ピラルク養殖のすすめ その2

多少重複するが、ここにピラルクの養殖利点と養殖開発の重要性についてまとめる。

1、この魚種の成長は早い

 1年で10kg程に成長する淡水魚は珍しく、驚異的であると思われる。これに比較できる淡水魚としてピンタードをはじめいくつかのナマズ類が上げられるが、平均的成長で、まして小さな池に押し込めたら、この様な環境下においても成長を成し遂げるものは皆無と言ってもよいように思う。ピラルクのこの成長は他例がないと確信してよいと思う。

2、高密度養殖にて飼育可能

 ピラルクは肉食魚類であるが、性格は温厚で、非常に臆病である。長い間飼育していると、環境にも人にも良く慣れ、高密度に飼育してもストレスによる色々な障害は今のところ見つからない。どのような生物でも種によって差はあるにせよ、密度を上げて飼育すると、ストレス等により極端に生長が落ちたり、仲間同士で傷つけ合ったりする。この事によりその生物が食用として養殖向きか否かが決まる。ピラルクはこの点からしても養殖向きであろう。今後の研究によりはっきりしていくが、これほど養殖向きの魚種は、他例がないのではと予測している。

3、この魚種は、空気を直接取り入れ呼吸できるため、水中の溶存酸素がゼロになっても生存可能であり、池内に強制爆気装置等を使わず大量の魚を飼育することが可能である。

 これも、他の魚種からすると異例である。今後の研究により更にはっきりしていくであろうが、彼らの呼吸法は、20%以下がえら呼吸で80%以上を空気呼吸しているようで、水中の溶存酸素を他の生物に利用できると思われる。もし出来れば、同一空間を立体的に利用でき、さらに新しい可能性が開けると思われる。

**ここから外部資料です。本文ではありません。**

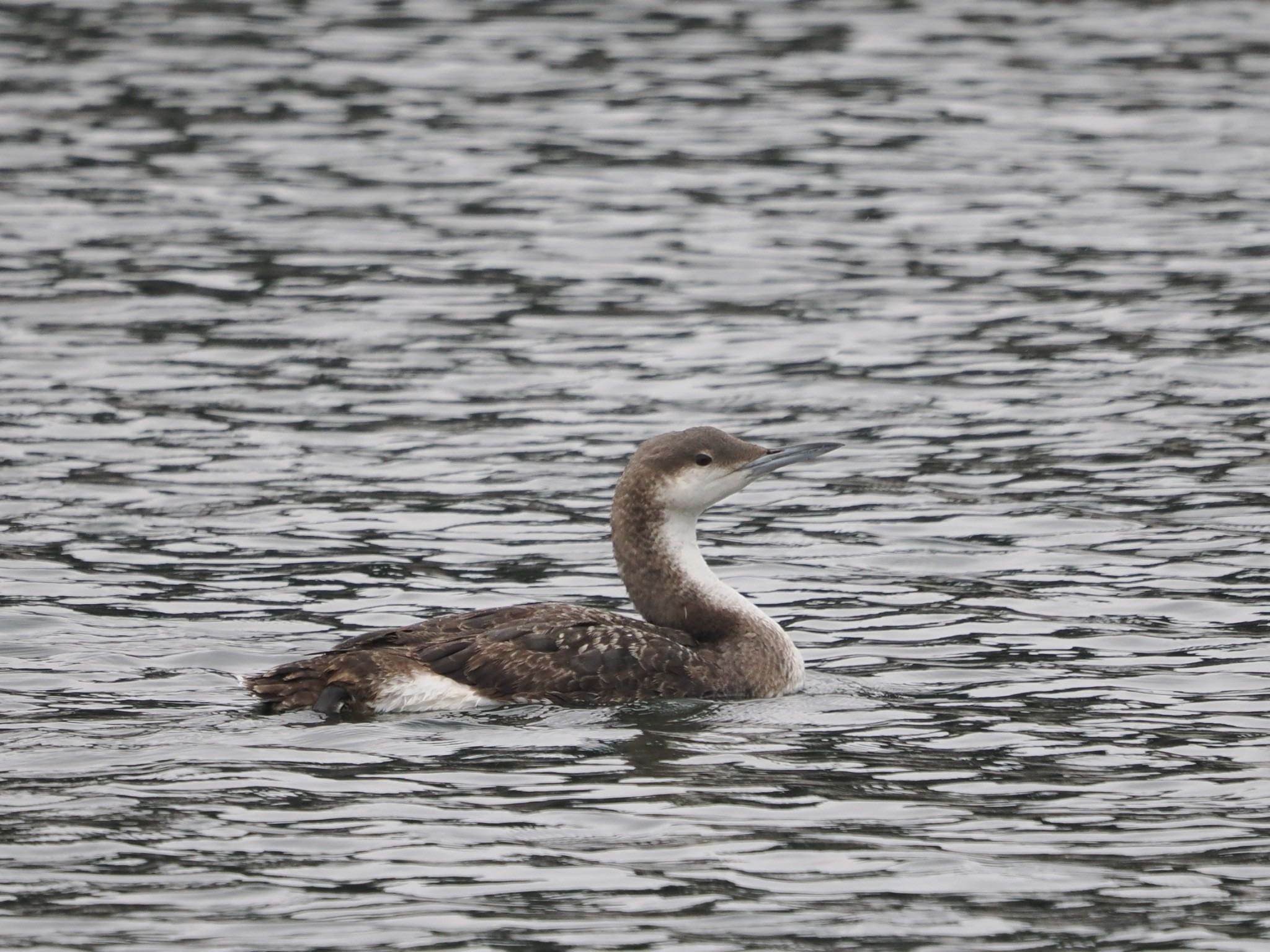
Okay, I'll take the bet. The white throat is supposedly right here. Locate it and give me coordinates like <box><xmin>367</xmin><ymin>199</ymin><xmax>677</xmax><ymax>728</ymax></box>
<box><xmin>659</xmin><ymin>509</ymin><xmax>785</xmax><ymax>634</ymax></box>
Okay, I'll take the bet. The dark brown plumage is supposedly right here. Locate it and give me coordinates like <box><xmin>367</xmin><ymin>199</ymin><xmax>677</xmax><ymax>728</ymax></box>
<box><xmin>244</xmin><ymin>427</ymin><xmax>836</xmax><ymax>713</ymax></box>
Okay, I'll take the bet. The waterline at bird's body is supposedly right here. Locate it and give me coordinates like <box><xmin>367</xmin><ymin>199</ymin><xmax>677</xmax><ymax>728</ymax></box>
<box><xmin>245</xmin><ymin>427</ymin><xmax>840</xmax><ymax>713</ymax></box>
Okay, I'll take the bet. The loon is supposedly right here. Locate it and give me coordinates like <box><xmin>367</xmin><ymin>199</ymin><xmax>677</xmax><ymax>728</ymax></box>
<box><xmin>242</xmin><ymin>427</ymin><xmax>842</xmax><ymax>716</ymax></box>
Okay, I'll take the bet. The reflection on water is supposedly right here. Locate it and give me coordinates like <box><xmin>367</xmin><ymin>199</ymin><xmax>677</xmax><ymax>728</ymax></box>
<box><xmin>0</xmin><ymin>0</ymin><xmax>1270</xmax><ymax>952</ymax></box>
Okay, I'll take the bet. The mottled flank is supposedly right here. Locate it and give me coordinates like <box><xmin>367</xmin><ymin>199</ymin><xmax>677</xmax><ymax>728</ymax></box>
<box><xmin>245</xmin><ymin>427</ymin><xmax>837</xmax><ymax>713</ymax></box>
<box><xmin>247</xmin><ymin>602</ymin><xmax>740</xmax><ymax>713</ymax></box>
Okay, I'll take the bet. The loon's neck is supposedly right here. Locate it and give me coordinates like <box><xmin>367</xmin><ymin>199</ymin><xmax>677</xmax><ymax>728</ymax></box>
<box><xmin>612</xmin><ymin>479</ymin><xmax>789</xmax><ymax>641</ymax></box>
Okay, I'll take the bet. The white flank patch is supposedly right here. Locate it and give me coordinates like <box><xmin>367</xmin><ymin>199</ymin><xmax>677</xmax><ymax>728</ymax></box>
<box><xmin>373</xmin><ymin>670</ymin><xmax>499</xmax><ymax>713</ymax></box>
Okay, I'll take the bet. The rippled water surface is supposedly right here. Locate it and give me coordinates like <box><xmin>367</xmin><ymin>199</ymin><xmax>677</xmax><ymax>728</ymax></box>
<box><xmin>0</xmin><ymin>0</ymin><xmax>1270</xmax><ymax>952</ymax></box>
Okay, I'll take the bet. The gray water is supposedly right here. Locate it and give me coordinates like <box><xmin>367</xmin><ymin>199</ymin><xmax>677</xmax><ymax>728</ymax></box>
<box><xmin>0</xmin><ymin>0</ymin><xmax>1270</xmax><ymax>952</ymax></box>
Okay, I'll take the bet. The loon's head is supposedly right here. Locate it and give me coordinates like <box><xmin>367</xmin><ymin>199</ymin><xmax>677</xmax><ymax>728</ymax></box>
<box><xmin>623</xmin><ymin>427</ymin><xmax>842</xmax><ymax>518</ymax></box>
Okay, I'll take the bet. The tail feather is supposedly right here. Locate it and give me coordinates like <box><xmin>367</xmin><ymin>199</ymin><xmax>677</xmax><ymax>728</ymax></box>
<box><xmin>242</xmin><ymin>657</ymin><xmax>349</xmax><ymax>713</ymax></box>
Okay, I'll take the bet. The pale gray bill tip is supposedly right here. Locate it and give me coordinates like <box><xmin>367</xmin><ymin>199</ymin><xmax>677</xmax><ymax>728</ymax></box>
<box><xmin>740</xmin><ymin>443</ymin><xmax>842</xmax><ymax>476</ymax></box>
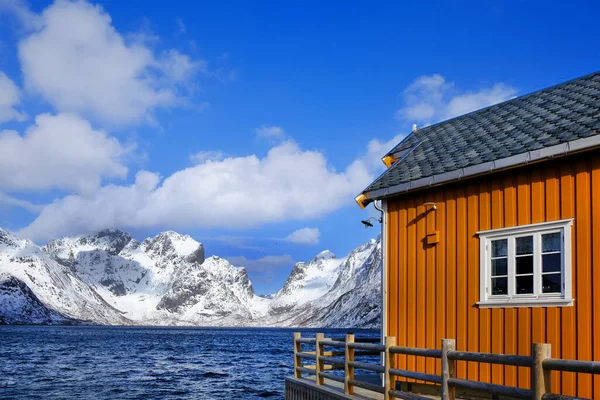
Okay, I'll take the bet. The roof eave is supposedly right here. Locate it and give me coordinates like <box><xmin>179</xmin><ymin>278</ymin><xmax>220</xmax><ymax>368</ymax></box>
<box><xmin>361</xmin><ymin>134</ymin><xmax>600</xmax><ymax>207</ymax></box>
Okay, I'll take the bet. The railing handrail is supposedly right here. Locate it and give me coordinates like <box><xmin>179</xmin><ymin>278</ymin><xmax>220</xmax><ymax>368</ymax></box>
<box><xmin>448</xmin><ymin>351</ymin><xmax>533</xmax><ymax>367</ymax></box>
<box><xmin>294</xmin><ymin>332</ymin><xmax>600</xmax><ymax>400</ymax></box>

4、この魚種を更に良く研究していくことにより、今後の魚類養殖の歴史に新たな一ページが開け、他の家畜動物のように飼育できるかもしれない。

 現実に今、飼育されているピラルクは、僅か10uほどの池で10数匹のピラルクが、1年で10kg程成長し、さらに約2年で20kg近くにまでなり、順調に成長を続けている。我々も初めての経験で他例が無いため、暗中模索の状態で、必ずしも最高の成果を得ているとは言い難いが、それでも水産養殖分野の中では驚異的な記録である。
 そのため、ついにブラジル農務省内のサンパウロ州立水産研究所が我々グループとの共同研究に乗り出し、正式にサンパウロ州内における養殖許可が下りた。現在、専用池の建設が進み完成間近である。

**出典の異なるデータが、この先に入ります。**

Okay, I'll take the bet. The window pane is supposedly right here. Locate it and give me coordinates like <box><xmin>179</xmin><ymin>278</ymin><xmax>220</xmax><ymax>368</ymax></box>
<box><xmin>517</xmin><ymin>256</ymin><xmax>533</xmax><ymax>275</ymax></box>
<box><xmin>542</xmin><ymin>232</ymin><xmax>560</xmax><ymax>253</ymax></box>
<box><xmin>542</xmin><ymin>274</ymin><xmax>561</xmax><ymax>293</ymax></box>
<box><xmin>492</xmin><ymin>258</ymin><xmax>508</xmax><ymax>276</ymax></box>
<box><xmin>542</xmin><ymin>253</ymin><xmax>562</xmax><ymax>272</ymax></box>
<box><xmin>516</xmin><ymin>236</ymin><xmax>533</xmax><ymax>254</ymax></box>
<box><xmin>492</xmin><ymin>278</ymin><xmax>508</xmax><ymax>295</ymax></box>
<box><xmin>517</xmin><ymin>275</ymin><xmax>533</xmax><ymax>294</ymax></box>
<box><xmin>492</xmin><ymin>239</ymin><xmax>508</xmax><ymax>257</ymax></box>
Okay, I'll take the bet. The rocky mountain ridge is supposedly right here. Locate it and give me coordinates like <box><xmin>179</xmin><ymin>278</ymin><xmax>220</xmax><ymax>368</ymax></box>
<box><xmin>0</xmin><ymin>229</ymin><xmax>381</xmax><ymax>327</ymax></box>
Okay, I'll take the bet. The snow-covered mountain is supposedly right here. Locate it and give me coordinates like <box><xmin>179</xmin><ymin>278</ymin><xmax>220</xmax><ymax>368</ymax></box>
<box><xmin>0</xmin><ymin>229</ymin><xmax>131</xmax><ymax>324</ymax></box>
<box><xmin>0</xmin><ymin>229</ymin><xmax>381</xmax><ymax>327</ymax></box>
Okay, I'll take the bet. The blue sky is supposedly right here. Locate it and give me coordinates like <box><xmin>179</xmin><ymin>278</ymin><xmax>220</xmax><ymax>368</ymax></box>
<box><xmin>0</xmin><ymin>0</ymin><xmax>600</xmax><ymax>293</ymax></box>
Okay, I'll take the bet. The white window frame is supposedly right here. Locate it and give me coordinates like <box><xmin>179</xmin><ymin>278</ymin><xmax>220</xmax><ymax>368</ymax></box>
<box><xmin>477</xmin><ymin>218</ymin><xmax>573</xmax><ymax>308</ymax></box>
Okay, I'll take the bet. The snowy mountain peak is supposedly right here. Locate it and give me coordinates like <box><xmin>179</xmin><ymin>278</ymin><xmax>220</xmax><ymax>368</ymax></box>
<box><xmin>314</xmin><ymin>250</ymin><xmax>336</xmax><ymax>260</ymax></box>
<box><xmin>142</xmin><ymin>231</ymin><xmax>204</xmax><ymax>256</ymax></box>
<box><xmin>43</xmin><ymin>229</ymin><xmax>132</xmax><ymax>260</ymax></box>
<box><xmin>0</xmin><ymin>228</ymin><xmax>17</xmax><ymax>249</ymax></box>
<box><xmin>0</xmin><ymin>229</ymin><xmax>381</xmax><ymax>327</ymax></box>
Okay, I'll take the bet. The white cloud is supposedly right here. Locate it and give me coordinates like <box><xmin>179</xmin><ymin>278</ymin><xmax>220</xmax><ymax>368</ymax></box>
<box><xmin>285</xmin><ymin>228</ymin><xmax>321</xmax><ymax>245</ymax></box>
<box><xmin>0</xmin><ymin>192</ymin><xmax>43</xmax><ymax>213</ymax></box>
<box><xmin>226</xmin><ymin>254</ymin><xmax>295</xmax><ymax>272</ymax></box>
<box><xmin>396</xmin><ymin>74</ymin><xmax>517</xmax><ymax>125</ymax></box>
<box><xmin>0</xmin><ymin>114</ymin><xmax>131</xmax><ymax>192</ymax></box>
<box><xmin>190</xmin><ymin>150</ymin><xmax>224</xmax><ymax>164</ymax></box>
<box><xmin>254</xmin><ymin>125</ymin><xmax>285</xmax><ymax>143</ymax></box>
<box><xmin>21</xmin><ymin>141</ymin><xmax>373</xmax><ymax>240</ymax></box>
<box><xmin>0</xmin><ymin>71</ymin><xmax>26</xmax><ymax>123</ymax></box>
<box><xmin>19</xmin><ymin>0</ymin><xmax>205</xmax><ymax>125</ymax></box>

 この養殖形態は、日本などではさほど珍しくない。閉鎖式循環高密度養殖とでも言うか、養殖用水を生物ろ過して循環利用する方法である。そしてこの飼育方法の中で、1t当たりの水量で10〜20kgのピラルクを生産しようというのである。一般的には、これだけの生産を上げるためには、かなり大規模かつ高度なシステムと労力が必要となるが、ことピラルクに関しては、前記にあるようにピラルク自身が持つ能力があるため、ごく簡単なシステムと最小の労力でこれが可能になる。さらに、最近目覚しい開発が進んでいるバイオテクノロジーの利用による汚水処理方法として、ろ過層内のろ過材に竹炭(近年日本で注目を浴びている)を利用することにした。

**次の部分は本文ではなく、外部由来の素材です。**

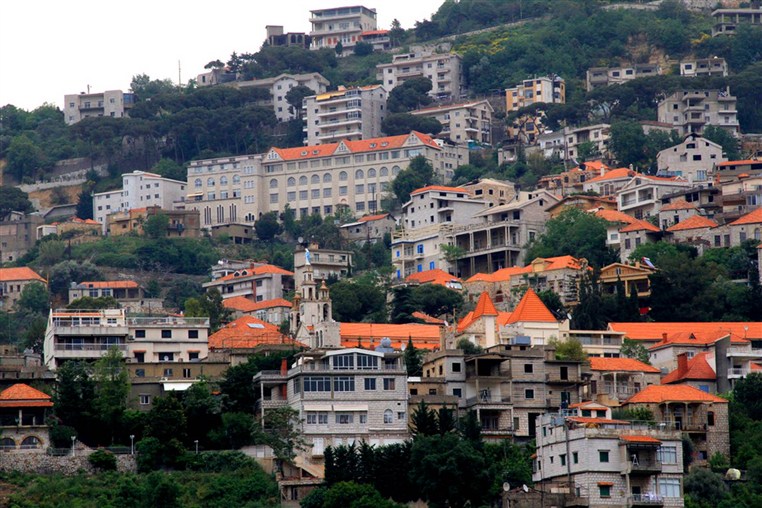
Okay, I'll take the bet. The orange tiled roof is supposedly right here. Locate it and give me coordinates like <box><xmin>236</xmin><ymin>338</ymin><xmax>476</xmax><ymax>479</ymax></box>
<box><xmin>661</xmin><ymin>353</ymin><xmax>717</xmax><ymax>385</ymax></box>
<box><xmin>405</xmin><ymin>268</ymin><xmax>460</xmax><ymax>286</ymax></box>
<box><xmin>0</xmin><ymin>383</ymin><xmax>53</xmax><ymax>407</ymax></box>
<box><xmin>589</xmin><ymin>357</ymin><xmax>660</xmax><ymax>374</ymax></box>
<box><xmin>222</xmin><ymin>296</ymin><xmax>292</xmax><ymax>312</ymax></box>
<box><xmin>619</xmin><ymin>219</ymin><xmax>661</xmax><ymax>233</ymax></box>
<box><xmin>78</xmin><ymin>280</ymin><xmax>138</xmax><ymax>289</ymax></box>
<box><xmin>0</xmin><ymin>266</ymin><xmax>48</xmax><ymax>283</ymax></box>
<box><xmin>609</xmin><ymin>321</ymin><xmax>762</xmax><ymax>342</ymax></box>
<box><xmin>272</xmin><ymin>131</ymin><xmax>440</xmax><ymax>160</ymax></box>
<box><xmin>339</xmin><ymin>323</ymin><xmax>440</xmax><ymax>349</ymax></box>
<box><xmin>624</xmin><ymin>385</ymin><xmax>728</xmax><ymax>404</ymax></box>
<box><xmin>209</xmin><ymin>316</ymin><xmax>292</xmax><ymax>349</ymax></box>
<box><xmin>730</xmin><ymin>208</ymin><xmax>762</xmax><ymax>226</ymax></box>
<box><xmin>410</xmin><ymin>185</ymin><xmax>471</xmax><ymax>196</ymax></box>
<box><xmin>667</xmin><ymin>215</ymin><xmax>718</xmax><ymax>232</ymax></box>
<box><xmin>661</xmin><ymin>199</ymin><xmax>696</xmax><ymax>212</ymax></box>
<box><xmin>506</xmin><ymin>288</ymin><xmax>558</xmax><ymax>324</ymax></box>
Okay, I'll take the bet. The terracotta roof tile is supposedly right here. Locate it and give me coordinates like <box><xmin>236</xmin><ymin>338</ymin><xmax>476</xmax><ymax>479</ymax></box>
<box><xmin>589</xmin><ymin>357</ymin><xmax>660</xmax><ymax>374</ymax></box>
<box><xmin>624</xmin><ymin>385</ymin><xmax>728</xmax><ymax>404</ymax></box>
<box><xmin>667</xmin><ymin>215</ymin><xmax>718</xmax><ymax>233</ymax></box>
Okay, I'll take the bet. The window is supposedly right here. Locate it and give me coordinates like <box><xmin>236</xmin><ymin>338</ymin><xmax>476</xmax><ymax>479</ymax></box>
<box><xmin>659</xmin><ymin>477</ymin><xmax>680</xmax><ymax>497</ymax></box>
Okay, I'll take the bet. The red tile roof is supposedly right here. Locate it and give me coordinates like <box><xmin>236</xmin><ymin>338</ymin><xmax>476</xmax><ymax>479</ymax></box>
<box><xmin>222</xmin><ymin>296</ymin><xmax>291</xmax><ymax>312</ymax></box>
<box><xmin>609</xmin><ymin>321</ymin><xmax>762</xmax><ymax>342</ymax></box>
<box><xmin>209</xmin><ymin>316</ymin><xmax>292</xmax><ymax>349</ymax></box>
<box><xmin>624</xmin><ymin>385</ymin><xmax>728</xmax><ymax>404</ymax></box>
<box><xmin>667</xmin><ymin>215</ymin><xmax>718</xmax><ymax>233</ymax></box>
<box><xmin>589</xmin><ymin>357</ymin><xmax>661</xmax><ymax>374</ymax></box>
<box><xmin>339</xmin><ymin>323</ymin><xmax>440</xmax><ymax>349</ymax></box>
<box><xmin>661</xmin><ymin>353</ymin><xmax>717</xmax><ymax>385</ymax></box>
<box><xmin>405</xmin><ymin>268</ymin><xmax>460</xmax><ymax>286</ymax></box>
<box><xmin>730</xmin><ymin>208</ymin><xmax>762</xmax><ymax>226</ymax></box>
<box><xmin>0</xmin><ymin>266</ymin><xmax>48</xmax><ymax>283</ymax></box>
<box><xmin>0</xmin><ymin>383</ymin><xmax>53</xmax><ymax>407</ymax></box>
<box><xmin>506</xmin><ymin>288</ymin><xmax>558</xmax><ymax>324</ymax></box>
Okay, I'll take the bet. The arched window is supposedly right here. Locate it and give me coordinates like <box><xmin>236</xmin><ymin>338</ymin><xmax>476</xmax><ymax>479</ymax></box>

 話は少々ずれるが、竹炭と聞いて「それはすばらしい。でも無茶苦茶高いから駄目だぞ。」と思われる方がほとんどであると思う。しかし、この広大なブラジルに、スケールのでかい計画を持ち、竹を何万ヘクタールも植え、ただみたいに竹炭を作り上げてしまおうと言うグループがある。この計画はかなり進んでいて、バイア州にすでに、6千ヘクタールの竹林があり、毎年、建築用その他の竹材を生産され、何万トンもの竹炭を作るための、竹焼き釜の用意が開始されている。この計画に歩調を合わせるように、ピラルク養殖(ピラルクに限らず全ての養殖)のろ過装置(水質浄化)が考えられ、開発が進み、我々のグループの養殖も実現に向かって大きく一歩前進できている。(竹に関する情報は、近日中に別途このサイトで発表される予定である。)
話のずれついでにもう少し続けると、ピラルク養殖中にわずかではあるが排出される水を隣接されたレタス畑の潅水に利用したところ、このレタスの成長はすこぶる良くなった。更にろ過材として使用した竹炭を畑の中に敷き込むことにより3倍近い成長の差が見られた。この事実から、自然農法を研究する人々により本格的な実験が始められようとしている。

 このようなことで、今は単にピラルクの養殖にとどまらず、ピラルクを中心(?)に、その廻りのすべての自然環境の浄化を含んだ、エコロジーの研究へと広がりつつある。